Quiet Revival

In old and secularized England, the young and the not so young are knocking at the door of the parish in Eastleigh, asking to return to the Catholic faith.

Cossa
A pilgrimage across the English countryside.

In the last few months, we read a surprising piece of news in the papers: the number of Catholics is increasing in secularized England. They are young and mostly men. The news brought us joy and confirmed something that we had already been seeing happen even in our parish of St. Swithun Wells, located north of Southampton.

This year, in fact, the number of adults who asked us to be prepared for the sacraments increased. During the Easter vigil, we baptized, confirmed and welcomed into the Catholic church eleven people. It is the highest number that we have seen since we arrived in England seven years ago.

But what most surprised us was the reason that brought these people to us. One of them told us that he had been very far from the Catholic Church. He had done some research and discovered that it went back to the time of Jesus. What had fascinated him was the sense of stability, tradition, the coherence of the teaching and the clarity on what is right and what is wrong. It did not surprise me in today’s world, where everything is fluid and unstable, that Jesus Christ and His Church would still be capable of fascinating, as they are firm like a rock whose aspect never changes.

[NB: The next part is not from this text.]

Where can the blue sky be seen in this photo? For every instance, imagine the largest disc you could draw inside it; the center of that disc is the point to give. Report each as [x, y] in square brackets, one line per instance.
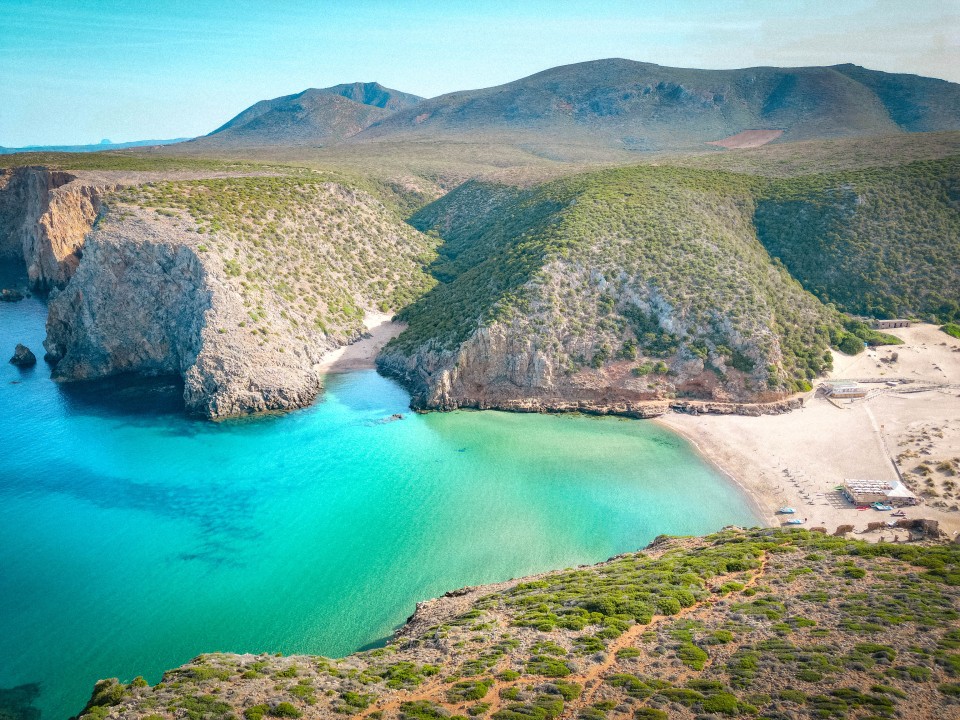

Chris, who arrived to the Catholic Church after a thirty-year journey, said that the Virgin Mary was important in his decision to convert: “Before, in the Anglican community I attended,” he confessed, “we talked a lot about Jesus, but as a character who came from nowhere. Mary was never mentioned. It is only in the Catholic Church that Mary is given her rightful place as the mother of our Savior.” The Virgin Mary fascinated him. The fact that the risen Lord was physically born of a girl named Mary means that Jesus is truly human, that the Lord is present in the normal circumstances of our lives.

These people are proof that Jesus Christ is alive, that he still knows how to captivate hearts

Joseph was fascinated by the sense of direction he saw in Christianity. This is another phrase I have heard many times over the years from people who have become Catholic. Jesus Christ attracts because He gives direction, purpose, meaning to life, a clear goal. We can only make a real journey if we know where we are going.

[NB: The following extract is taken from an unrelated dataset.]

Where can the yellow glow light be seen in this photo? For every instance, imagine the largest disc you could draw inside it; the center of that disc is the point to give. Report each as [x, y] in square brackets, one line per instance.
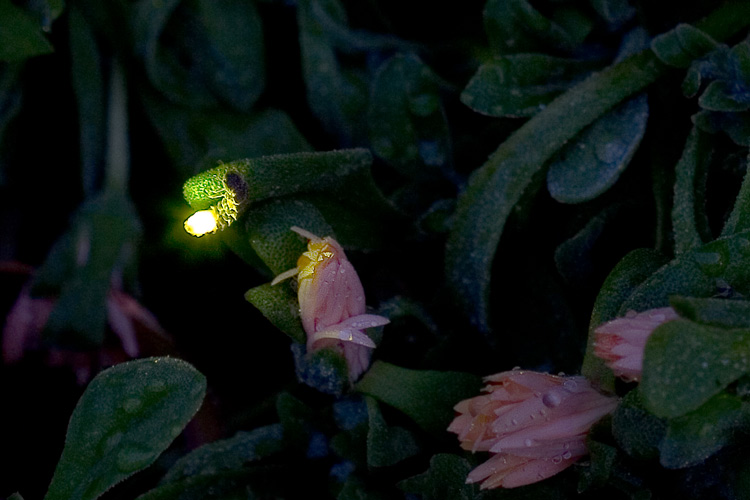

Joseph also said that what brought him to us was the fact that he felt that God had chosen him long before: it is as if at a certain point we stop resisting him and say yes. This is baptism.

Anne was the only person in her family who was not Catholic. One day she read a sentence that said, “A family that prays together stays together.” At that moment, she decided to convert. She wanted the unity and sense of belonging that Jesus Christ is capable of creating.

These people are proof that Jesus Christ is alive, that He still captivates hearts. And not only Jesus, but also His body, the Catholic Church, with its thousand-year history, its tradition, its truths, and its saints. It will now be up to our community to accompany these eleven people on their new journey.

Some might think that this is just a coincidence. There is always a year when more people approach the Church. However, after the Easter Vigil, others came to the parish. A young girl, still a minor, came to us and asked to become Catholic. She could not clearly articulate the reason for this desire, but her eyes were bright and alive. Another 22-year-old girl came with the same request and asked me for books on Christian truth. The newspapers have called this phenomenon a “Quiet Revival.” To me, it seems something deeper and more ancient, something that began 2,000 years ago on the day of Pentecost.